At the moment we have only a sloppy, imprecise notion of exactly what happens when you type this expression into ML. In a few weeks we'll have a precise understanding, using substitution rules as we just went through for some simpler examples.
If you try to apply squareRoot
to an
expression that does not have type real (say an integer or a boolean), then
you'll get a type error:
- squareRoot(9); stdIn:27.1-27.14 Error: operator and operand do not agree [literal] operator domain: real operand: int in expression: square_root 9
It is worth spending a bit of time thinking how squareRoot
works. To do that we use substitution. The value of squareRoot(2.0)
is tryGuess(1.0)
,
the body of the function with the variables replaced by values.

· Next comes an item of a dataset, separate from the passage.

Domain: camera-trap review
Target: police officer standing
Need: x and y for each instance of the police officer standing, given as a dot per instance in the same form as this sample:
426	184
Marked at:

This might seem confusing, as it seems that the argument 2.0 to squareRoot
got lost. However that variable is accessible to the functions defined inside
squareRoot
, which are called by tryGuess
. This in turn
evaluates to if goodEnough(1.0) then ... else ...
,
which is the expression in the body of tryGuess
. This can
then be evaluated by substituting the body of goodEnough
, whereupon we see how x
(the number, 2.0 in this
case, that we are taking the square root of) is used in the computation.
if abs(1.0*1.0-2.0)<0.0001 then ... else ...
if 1<0.0001 then ... else ...
tryGuess((1.0+2.0/1.0)/2.0)
tryGuess(1.5);
In debugging it is sometimes useful to see how a computation is progressing by printing out intermediate values. For instance we might want print out the value of guess as it is improved. What variable would one want to print out, and where?
In order to do this we can use the construct (exp1 ; ... ; expn) that allows a sequence of expressions to be evaluated. The value of the sequence is the value of the final expression, expn. Note that therefore it does not make any sense for the earlier expressions in the sequence to be used for their values, as these values are lost. It only makes sense for them to be used for their effect. Printing is one of the few things we will use for its effect, so sequences (at least for now) only make sense if we are printing.
print
in SML prints out a string. The value of print
is not what is of
interest, but rather the effect that it has, which is to output something on the
screen.
Consider the following revised version of tryGuess
. In order to print
we need a string so we use the built-in function Real.toString
to convert to a
string. More on such built-in functions in a moment.
fun tryGuess(guess: real): real = ( print(Real.toString(guess)^"\n") ; if goodEnough(guess) then guess else tryGuess(improve(guess)))
What is result is printed using this modified version of
squareRoot(2.0)
?
What would happen if we switched the order of the two expressions in the sequence ( ... ; ...) ?
How would you make the print happen after the recursive call, and then what result would be printed for squareRoot(2.0)
?
Qualified identifiers are of the form x.y where x is
a structure identifier. Examples include Int.toString
, Real.fromInt
,
String.sub
, etc. This is another way to manage the
namespace in addition to scoping with let (to group names).
Structures are a bit like Java packages or C++ namespaces in that they are
used to organize collections of definitions. There are a number of
pre-defined library structures provided by SML that are extremely useful.
For instance, the Int
structure provides a number of useful operations
on int values, the Real
structure provides operations on real values,
and the String
structure provides operations on string values. To
find out more about the library structures and the operations they provide, see
the Standard
ML Library documents.
For example, there is a built-in operation for calculating the absolute value
of a real number called Real.abs
. We could use that directly in
our implementation of the square_root function as follows:
fun squareRoot(x: real): real = let ... (* returns true iff the guess is good enough *) fun goodEnough(guess: real): bool = Real.abs(guess*guess - x) < delta ... in (* start with a guess of 1.0 *) tryGuess(1.0) end
Take some time to look at the libraries and find out what they provide.
You shouldn't recode something that's available in the library (unless we ask
you to do so explicitly.) In fact, we could avoid writing the square_root
function all together because it's already provided by the Math structure! However, it's called "Math.sqrt
" instead of square_root
.
So we can simply write:
fun squareRoot(x: real): real = Math.sqrt(x)
or even:
val squareRoot = Math.sqrt
to create an alias to Math.sqrt
. We'll have a lot more to say
about the libraries, structures, and qualified identifiers later on when we talk
about the SML module language.